National Institute on Drug Abuse
Director's Report to the National Advisory Council on Drug Abuse
Media and Education Activities
NIDA Goes to School
NIDA's new national science education initiative, NIDA Goes To School, was launched on November 21, 1998 at the National Leadership Forum of the Community Anti-Drug Coalitions of America, Washington, D.C. NIDA Goes To School is designed to bring to the Nation's educators the latest scientific information about how drugs of abuse affect the brain and to give them effective, accurate tools to use in teaching their students. As part of the initiative, an initial mailing sent to every public and private middle school in the country (nearly 19,000), including American schools at military bases overseas, featured NIDA's award-winning MIND OVER MATTER materials. NIDA has also created a NIDA Goes To School website featuring information specially geared to students and teachers. As new science education materials are developed, they will be added to this website.
NIDA's Nicotine Conference materials won a Silver Certificate in the Mercury Awards given by MerComm, Inc., for excellence in public relations and corporate communications. The Nicotine Conference materials package was put together for the national conference, "Addicted to Nicotine, a National Research Forum," held on July 27-28, 1998.
September 23 & 24, 1998 - Emotional Memory and Drug Addiction, Molecular and Cellular Basis of Emotional Memory, Bethesda, MD. Conducted outreach for selected press to attend the Emotional Memory meeting -- Denise Grady of The New York Times and Beth Azar of the APA Monitor attended and the agenda and papers were sent to other journalists.

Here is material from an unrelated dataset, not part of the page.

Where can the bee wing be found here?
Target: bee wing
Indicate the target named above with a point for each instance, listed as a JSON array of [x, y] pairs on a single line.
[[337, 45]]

October 14, 1998 - Iowa Town Meeting, Des Moines, Iowa. NIDA experienced the most press coverage of any town meeting. Crews from ABC and CBS affiliates and Iowa Public TV were among the eight broadcast venues at the meeting. Print reporters represented The Des Moines Register, the Associated Press, the Omaha World Herald, and local Illinois papers.
October 20 and November 9, 1998 - Why Do Sally and Johnny Use Drugs?, a bylined piece by NIDA Director, Dr. Alan Leshner, appeared in the Washington Times and the Los Angeles Times. In addition, Dr. Leshner was interviewed by Abby Trafford, editor of the Washington Post's Health Section, for her December 15, 1998 column. The original article has also been distributed via a syndicated editorial service to over 1,000 small newspapers throughout the country and will start appearing in January 1999.
November 2, 1998 - Dr. Leshner was invited back to Des Moines by Iowa Public TV producers to participate in the award-winning series, Student Voices. This show was broadcast live to students through the State of Iowa's communications network with schools.
November 22, 1998 - A letter by Dr. Leshner to the Editor of the Boston Globe appeared in rebuttal to a previous letter about the effects of using marijuana.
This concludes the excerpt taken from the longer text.